China’s far western borderlands have long been a thorn in Beijing’s side. This is China’s ‘wild west’, known officially as the ‘Xinjiang-Uyghur Autonomous Region’, a nod to the dominant ethnic group here: the Uyghurs. The Uyghurs are a Turkic people, overwhelmingly Muslim and fiercely independent, having lived in this part of Asia for centuries. Xinjiang is the largest administrative region/province in the country and sits at the crossroads of central Asia, bordered by eight countries: Mongolia, Russia, Kyrgyzstan, Kazakhstan, Tajikistan, Afghanistan, Pakistan and India.
Xinjiang is a sprawling land of high deserts, massive snow-covered mountains, camels, horses and yurts. How this part of central Asia came to belong to China is a long, somewhat contentious story. The Uyghurs have maintained for some time that Xinjiang is part of a once independent Islamic republic that was annexed by China after the 1949 communist revolution. Since that time, the Uyghurs have bristled under Chinese rule.
The Chinese, for their part, maintain that Han Chinese have lived in this region for centuries and have ruled on and off during those times. In more recent times, Beijing has implemented a kind of quiet pacification in the region through increased Han Chinese settlement. Some of these Han migrants have started businesses and established themselves in the region while many are government functionaries of some kind— soldiers, police, party hacks and assorted bureaucrats.

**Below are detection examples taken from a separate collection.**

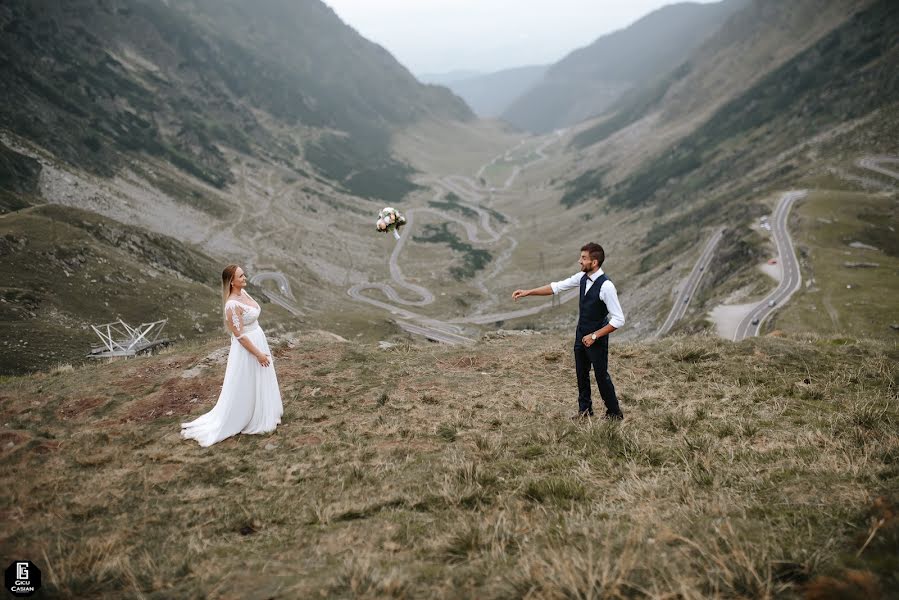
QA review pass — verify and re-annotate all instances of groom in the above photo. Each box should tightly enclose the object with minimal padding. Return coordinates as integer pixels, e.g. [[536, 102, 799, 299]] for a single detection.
[[512, 242, 624, 419]]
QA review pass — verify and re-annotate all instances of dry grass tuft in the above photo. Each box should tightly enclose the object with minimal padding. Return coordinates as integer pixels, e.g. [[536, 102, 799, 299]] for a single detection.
[[0, 336, 899, 600]]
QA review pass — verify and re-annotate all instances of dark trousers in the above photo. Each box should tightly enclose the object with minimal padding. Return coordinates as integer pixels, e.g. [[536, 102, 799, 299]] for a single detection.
[[574, 338, 621, 415]]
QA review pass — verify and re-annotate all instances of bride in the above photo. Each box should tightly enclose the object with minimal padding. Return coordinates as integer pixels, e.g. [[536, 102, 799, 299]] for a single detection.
[[181, 265, 283, 446]]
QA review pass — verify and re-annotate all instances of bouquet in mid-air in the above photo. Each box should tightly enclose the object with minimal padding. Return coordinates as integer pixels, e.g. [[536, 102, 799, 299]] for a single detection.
[[377, 206, 406, 239]]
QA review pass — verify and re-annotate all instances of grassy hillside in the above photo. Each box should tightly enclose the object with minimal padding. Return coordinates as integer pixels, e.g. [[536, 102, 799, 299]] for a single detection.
[[0, 335, 899, 599], [0, 0, 471, 198], [0, 205, 229, 374]]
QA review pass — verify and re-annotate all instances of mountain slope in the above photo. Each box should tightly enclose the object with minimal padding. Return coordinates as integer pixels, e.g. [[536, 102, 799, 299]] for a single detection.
[[0, 335, 899, 600], [0, 205, 236, 375], [503, 0, 744, 133], [0, 0, 470, 202], [573, 0, 865, 148]]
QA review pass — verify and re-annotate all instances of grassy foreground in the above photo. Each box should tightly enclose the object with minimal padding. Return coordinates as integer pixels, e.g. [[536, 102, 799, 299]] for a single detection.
[[0, 334, 899, 599]]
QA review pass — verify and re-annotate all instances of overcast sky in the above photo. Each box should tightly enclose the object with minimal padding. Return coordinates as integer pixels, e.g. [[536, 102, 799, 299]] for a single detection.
[[324, 0, 710, 75]]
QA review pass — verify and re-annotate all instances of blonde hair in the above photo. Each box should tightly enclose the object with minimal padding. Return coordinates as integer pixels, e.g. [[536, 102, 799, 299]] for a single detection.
[[222, 265, 239, 327]]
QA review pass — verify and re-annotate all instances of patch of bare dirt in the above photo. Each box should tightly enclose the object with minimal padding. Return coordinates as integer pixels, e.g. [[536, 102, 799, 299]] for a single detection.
[[58, 396, 108, 421]]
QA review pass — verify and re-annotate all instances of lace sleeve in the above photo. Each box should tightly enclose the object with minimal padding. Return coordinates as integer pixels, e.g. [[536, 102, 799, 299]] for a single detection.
[[225, 302, 243, 338]]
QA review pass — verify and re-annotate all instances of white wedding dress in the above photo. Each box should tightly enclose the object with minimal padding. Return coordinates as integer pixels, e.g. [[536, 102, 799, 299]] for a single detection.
[[181, 296, 283, 446]]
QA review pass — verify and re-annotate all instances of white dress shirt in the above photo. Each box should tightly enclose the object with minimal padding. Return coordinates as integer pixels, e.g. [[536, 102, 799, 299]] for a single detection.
[[549, 269, 624, 329]]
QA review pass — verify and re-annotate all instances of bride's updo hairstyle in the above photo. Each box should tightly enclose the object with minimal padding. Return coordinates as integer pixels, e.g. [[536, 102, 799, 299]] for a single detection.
[[222, 265, 238, 324]]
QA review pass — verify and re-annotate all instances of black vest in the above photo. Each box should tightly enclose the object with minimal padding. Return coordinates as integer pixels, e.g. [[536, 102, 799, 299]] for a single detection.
[[574, 273, 609, 344]]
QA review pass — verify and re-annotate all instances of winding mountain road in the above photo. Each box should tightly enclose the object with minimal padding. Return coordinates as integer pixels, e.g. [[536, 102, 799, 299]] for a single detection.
[[347, 131, 577, 344], [656, 227, 724, 337], [734, 190, 808, 342]]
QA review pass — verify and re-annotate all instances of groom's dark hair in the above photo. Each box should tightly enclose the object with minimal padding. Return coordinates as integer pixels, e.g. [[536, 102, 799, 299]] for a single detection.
[[581, 242, 606, 267]]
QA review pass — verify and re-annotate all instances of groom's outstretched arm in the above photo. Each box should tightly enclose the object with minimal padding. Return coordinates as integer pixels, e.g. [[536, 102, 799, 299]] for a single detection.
[[512, 284, 553, 300]]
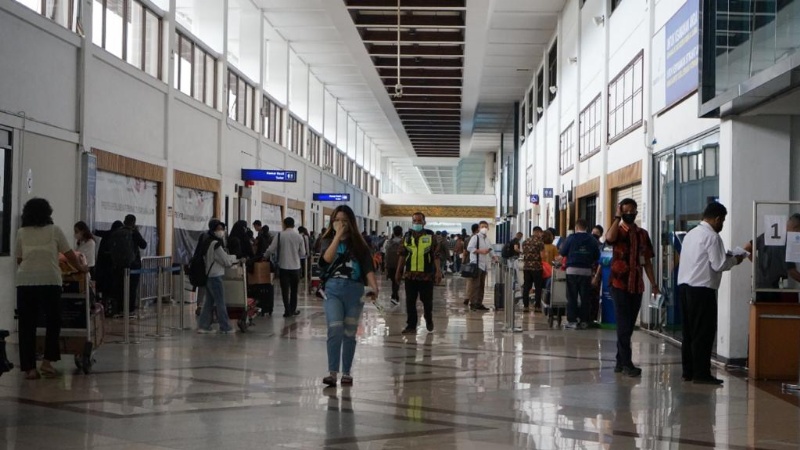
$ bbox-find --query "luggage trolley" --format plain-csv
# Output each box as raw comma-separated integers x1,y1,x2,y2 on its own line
544,264,567,328
222,264,258,333
36,273,105,374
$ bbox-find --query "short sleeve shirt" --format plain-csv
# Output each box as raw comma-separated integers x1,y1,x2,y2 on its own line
14,225,71,286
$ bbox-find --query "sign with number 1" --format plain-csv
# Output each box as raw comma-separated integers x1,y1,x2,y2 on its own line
764,215,788,247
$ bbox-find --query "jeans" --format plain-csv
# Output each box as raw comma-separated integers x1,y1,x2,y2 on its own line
611,286,642,367
680,284,717,380
406,280,433,328
323,278,364,373
197,277,233,331
17,286,61,372
522,270,544,308
280,269,300,316
567,275,592,323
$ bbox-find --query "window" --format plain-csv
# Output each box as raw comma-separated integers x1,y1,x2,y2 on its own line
536,67,544,122
17,0,79,31
0,128,14,255
228,69,256,130
93,0,161,78
261,95,283,145
558,122,575,174
578,94,601,161
175,32,217,108
547,39,558,106
286,115,306,156
608,52,644,142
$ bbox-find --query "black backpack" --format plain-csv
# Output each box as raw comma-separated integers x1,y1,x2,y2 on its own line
106,227,136,269
189,235,222,288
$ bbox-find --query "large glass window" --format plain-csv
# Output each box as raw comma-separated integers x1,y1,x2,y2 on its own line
578,94,602,160
608,52,644,141
558,122,575,174
93,0,161,78
175,32,217,108
0,128,13,255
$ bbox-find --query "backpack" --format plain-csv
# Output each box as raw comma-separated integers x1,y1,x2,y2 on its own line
107,227,136,269
500,239,517,258
189,235,221,288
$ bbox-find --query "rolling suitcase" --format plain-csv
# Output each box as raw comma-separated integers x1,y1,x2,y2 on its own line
494,283,506,311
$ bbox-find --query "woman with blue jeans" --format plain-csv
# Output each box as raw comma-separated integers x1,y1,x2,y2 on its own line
319,205,378,386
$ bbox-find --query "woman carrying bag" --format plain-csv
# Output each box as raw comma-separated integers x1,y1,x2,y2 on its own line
319,205,378,386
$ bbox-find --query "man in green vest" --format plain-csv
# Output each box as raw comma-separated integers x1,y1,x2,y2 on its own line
395,212,442,334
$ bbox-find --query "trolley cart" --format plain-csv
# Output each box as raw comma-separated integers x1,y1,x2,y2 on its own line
36,273,105,374
222,264,258,333
544,265,567,328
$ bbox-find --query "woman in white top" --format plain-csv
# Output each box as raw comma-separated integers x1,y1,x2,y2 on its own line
73,220,97,279
15,198,88,380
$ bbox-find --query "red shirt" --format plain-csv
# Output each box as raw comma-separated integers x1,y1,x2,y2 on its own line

This is seen as ‘back door colonialism’ by the Uyghurs and other minorities in Xinjiang and they cite it as further proof of Beijing’s intent to dominate their lives. The Uyghurs (along with the Kyrghyz, Kazakhs, Tajiks, and other minorities…) have little in common with the Han Chinese either culturally or politically. They view Xinjiang as their traditional homeland and, like the Tibetans, want an independent nation.
Protests of the growing Chinese footprint in Xinjiang have grown more strident over the last few years. Violence has risen along with an ‘underground’ resistance that’s carried out bombings and other attacks on Chinese government property and interests. In turn, the Chinese have ramped up the police and military presence, actions certain to further inflame resentment. A recent article in The Guardian reported on the severity of the Chinese government’s crackdowns.

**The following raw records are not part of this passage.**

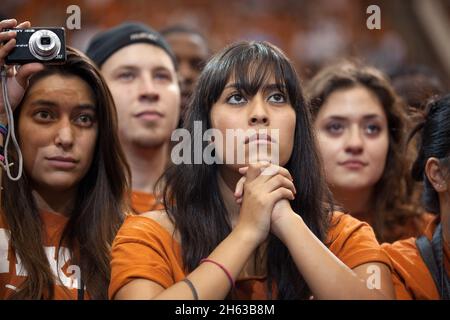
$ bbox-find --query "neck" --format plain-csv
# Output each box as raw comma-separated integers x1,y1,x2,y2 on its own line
332,188,374,224
217,166,242,228
439,192,450,247
122,143,170,193
33,188,75,217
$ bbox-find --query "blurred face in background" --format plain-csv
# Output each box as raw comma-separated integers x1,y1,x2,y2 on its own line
164,32,209,108
101,43,180,148
314,86,389,193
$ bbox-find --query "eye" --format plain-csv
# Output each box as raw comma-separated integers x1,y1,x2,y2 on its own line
75,113,95,127
227,93,247,105
154,71,172,81
33,110,54,122
325,122,344,135
365,124,381,136
268,93,286,103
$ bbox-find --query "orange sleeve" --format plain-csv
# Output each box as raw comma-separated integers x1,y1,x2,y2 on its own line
108,216,184,299
382,238,439,300
326,212,392,269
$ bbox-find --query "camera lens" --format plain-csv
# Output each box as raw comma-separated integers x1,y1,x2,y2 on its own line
28,29,61,61
41,37,51,46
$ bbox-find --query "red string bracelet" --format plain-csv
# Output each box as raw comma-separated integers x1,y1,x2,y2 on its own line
200,259,234,289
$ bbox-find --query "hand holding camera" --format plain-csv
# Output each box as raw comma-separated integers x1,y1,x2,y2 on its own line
0,19,44,116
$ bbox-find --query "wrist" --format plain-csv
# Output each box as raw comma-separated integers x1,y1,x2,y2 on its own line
232,224,265,251
271,210,306,244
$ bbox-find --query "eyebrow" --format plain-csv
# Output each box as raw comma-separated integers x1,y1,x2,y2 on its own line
114,64,170,72
224,82,286,92
31,99,96,111
327,114,381,121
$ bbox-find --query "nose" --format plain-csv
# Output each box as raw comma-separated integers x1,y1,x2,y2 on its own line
248,97,270,126
345,126,364,154
55,120,75,150
139,74,159,102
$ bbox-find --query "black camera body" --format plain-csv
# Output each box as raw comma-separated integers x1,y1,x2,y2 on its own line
3,28,66,65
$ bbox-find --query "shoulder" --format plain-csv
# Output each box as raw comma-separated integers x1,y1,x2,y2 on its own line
381,238,422,269
326,212,391,269
117,210,179,241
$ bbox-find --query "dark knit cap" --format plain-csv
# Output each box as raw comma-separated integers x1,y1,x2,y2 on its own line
86,22,177,68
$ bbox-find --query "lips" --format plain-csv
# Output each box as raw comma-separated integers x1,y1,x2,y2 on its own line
244,133,272,144
339,159,368,169
46,156,78,169
135,110,163,120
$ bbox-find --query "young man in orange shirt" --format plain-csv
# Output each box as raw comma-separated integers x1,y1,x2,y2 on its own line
86,23,180,212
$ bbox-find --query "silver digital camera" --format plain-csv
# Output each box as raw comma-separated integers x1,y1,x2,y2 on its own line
3,28,66,65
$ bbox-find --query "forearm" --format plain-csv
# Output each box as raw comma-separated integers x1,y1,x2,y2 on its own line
154,226,258,300
274,214,392,299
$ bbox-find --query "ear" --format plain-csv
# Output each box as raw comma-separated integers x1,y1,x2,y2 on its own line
425,157,447,192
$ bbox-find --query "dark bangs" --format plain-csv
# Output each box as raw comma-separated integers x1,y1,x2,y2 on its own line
199,42,298,108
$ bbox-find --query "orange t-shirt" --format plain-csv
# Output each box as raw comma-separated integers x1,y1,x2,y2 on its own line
382,217,450,300
0,211,88,300
108,212,390,300
383,212,435,243
131,190,164,213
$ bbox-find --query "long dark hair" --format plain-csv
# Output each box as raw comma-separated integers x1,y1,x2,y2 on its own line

When I first visited this region in the 1990s this conflict was seen as ethnic in nature, one group imposing its will on another. Today, the conflict is increasingly characterized by the Chinese as another flavor of global Islamic terrorism. That leap in characterization, to my mind, is more about lending legitimacy to the increasingly repressive Chinese military actions in Xinjiang. The Chinese might be calculating that international opinion would be less critical of their violent crackdowns in Xinjiang if framed as a response to Islamic terrorism rather than repression of an ethnic minority.
On first glance, it seems a savvy calculation. The problem, however, is that it may serve to further galvanize those who believe Islam is under attack worldwide. In turn, it could be a siren call to sympathetic jihadists from around the world to the Uyghurs’ cause. There’s also the question of how this would be seen by Muslims of all ethnic stripes already living in China.
Lastly, from a personal perspective, I found the Uyghurs, Kyrgyhz, Tajiks and other Muslim peoples in Xinjiang to be quite decent. Their version of Islam is a moderate and tolerant one. Traditions are tied to culture and the land, refreshingly unfettered by dogma. And perhaps this is the point. For these people, independence is in their DNA. They are a product of the Big Wide Open that is Xinjiang. So far, neither religion nor government has been able to slice that out of them.